Alyce Stevens Gardner, board chair said, “We feel a great responsibility to bring live symphonic music to our community. Our community craves cultural enrichment. Maestro Lucas Darger and the symphony musicians have taken that vision to heart; not only are they passionate about the music they play, but they love the audiences for whom they play.”
With a population in Washington County over 150,000 people, the citizens and musicians of Southern Utah need the infusion of great, live classical music into their hearts and minds (census.gov). Representative V. Lowry Snow remarked, “The arts are important [and] they need to be recognized. The arts bring richness to life.”
The Southwest Symphony strives to be a leader in the arts and encourages growth in live arts performance attendance by providing diverse and engaging programming. As the only organized community orchestra in Washington County, the Southwest Symphony has financially been supported by community partners. Combined with the generous support of the Utah Division of Arts and Museums, the City of St. George and Washington County RAP tax, individuals and local businesses including Canyon Media, Cache Valley Bank, Ashton Financial, the Eccles Foundation, and the Sorenson Foundation, have donated to the symphony. With enduring support, the Southwest Symphony hopes to continue it’s rich musical legacy into a prosperous future.
Norm Fawson, violist and symphony founder said, “The symphony has continued to grow and develop to serve the community. It is truly a grassroots community project.” Now with over 70 volunteer members, the symphony performs over seven concerts a year often including renowned guests soloists such as Michael Cavanaugh, David Park, Pacho Flores, Caroline Campbell, Rosin Cello Duo, Josh Wright, Demarre McGill, Jenny Oaks Baker, Lexi Walker and Alex Boye. The Southwest Symphony performs a diverse and captivating series of concerts encompassing a wide variety of themes and genres, combining classical and popular music. Handel’s “Messiah”, the Halloween Spooktacular, the Youth Concerto Competition, featuring local young musicians, and the season finale pops concert are performed annually.

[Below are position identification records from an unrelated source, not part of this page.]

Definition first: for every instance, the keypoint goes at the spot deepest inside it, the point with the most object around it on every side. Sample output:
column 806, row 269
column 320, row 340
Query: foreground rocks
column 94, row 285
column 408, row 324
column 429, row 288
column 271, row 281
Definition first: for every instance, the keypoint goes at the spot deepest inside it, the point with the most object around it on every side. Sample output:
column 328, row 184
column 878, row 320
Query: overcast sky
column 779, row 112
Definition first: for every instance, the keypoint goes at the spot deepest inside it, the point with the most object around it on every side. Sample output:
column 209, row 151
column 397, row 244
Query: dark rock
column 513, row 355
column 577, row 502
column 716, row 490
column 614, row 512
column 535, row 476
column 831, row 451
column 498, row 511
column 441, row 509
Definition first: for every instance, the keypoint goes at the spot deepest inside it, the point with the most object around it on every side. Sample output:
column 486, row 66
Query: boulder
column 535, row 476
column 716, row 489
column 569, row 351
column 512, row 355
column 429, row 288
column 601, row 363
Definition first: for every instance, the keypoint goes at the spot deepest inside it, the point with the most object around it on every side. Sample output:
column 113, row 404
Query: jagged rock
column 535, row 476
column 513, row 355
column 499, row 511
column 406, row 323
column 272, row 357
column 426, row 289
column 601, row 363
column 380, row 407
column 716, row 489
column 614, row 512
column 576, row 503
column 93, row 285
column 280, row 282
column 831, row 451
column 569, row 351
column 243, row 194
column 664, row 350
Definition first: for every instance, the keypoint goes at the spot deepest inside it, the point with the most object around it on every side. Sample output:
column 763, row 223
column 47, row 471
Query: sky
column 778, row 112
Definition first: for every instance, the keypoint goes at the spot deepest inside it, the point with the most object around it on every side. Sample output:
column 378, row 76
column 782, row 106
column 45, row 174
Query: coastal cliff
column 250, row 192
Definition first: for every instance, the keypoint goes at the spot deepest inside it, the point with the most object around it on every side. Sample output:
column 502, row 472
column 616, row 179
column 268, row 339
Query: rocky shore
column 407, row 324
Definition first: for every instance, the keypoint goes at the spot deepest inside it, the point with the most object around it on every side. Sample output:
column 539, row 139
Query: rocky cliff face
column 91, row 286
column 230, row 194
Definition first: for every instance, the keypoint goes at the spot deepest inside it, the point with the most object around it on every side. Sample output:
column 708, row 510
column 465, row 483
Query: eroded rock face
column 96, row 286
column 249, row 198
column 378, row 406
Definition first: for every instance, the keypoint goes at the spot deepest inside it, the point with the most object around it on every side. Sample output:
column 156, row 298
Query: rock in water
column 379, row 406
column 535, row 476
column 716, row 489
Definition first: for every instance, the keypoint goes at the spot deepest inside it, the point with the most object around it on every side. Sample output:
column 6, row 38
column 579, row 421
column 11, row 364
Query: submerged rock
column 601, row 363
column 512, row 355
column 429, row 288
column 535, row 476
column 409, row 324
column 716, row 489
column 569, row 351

In addition, the symphony annually provides educational outreach concerts to over 3000 Washington county students. The symphony regularly collaborates with other local artists such as Lieto Voices, DSU Raging Red and the St. George Dance Company.
Proclaimed “Guardians of the Musical Arts” by St. George News, Maestro Lucas Darger is at the helm of the symphony. He leads with clarity, passion and excellence. He said, “I get to work with bright, talented people and together, we get to play some of the greatest music ever composed.”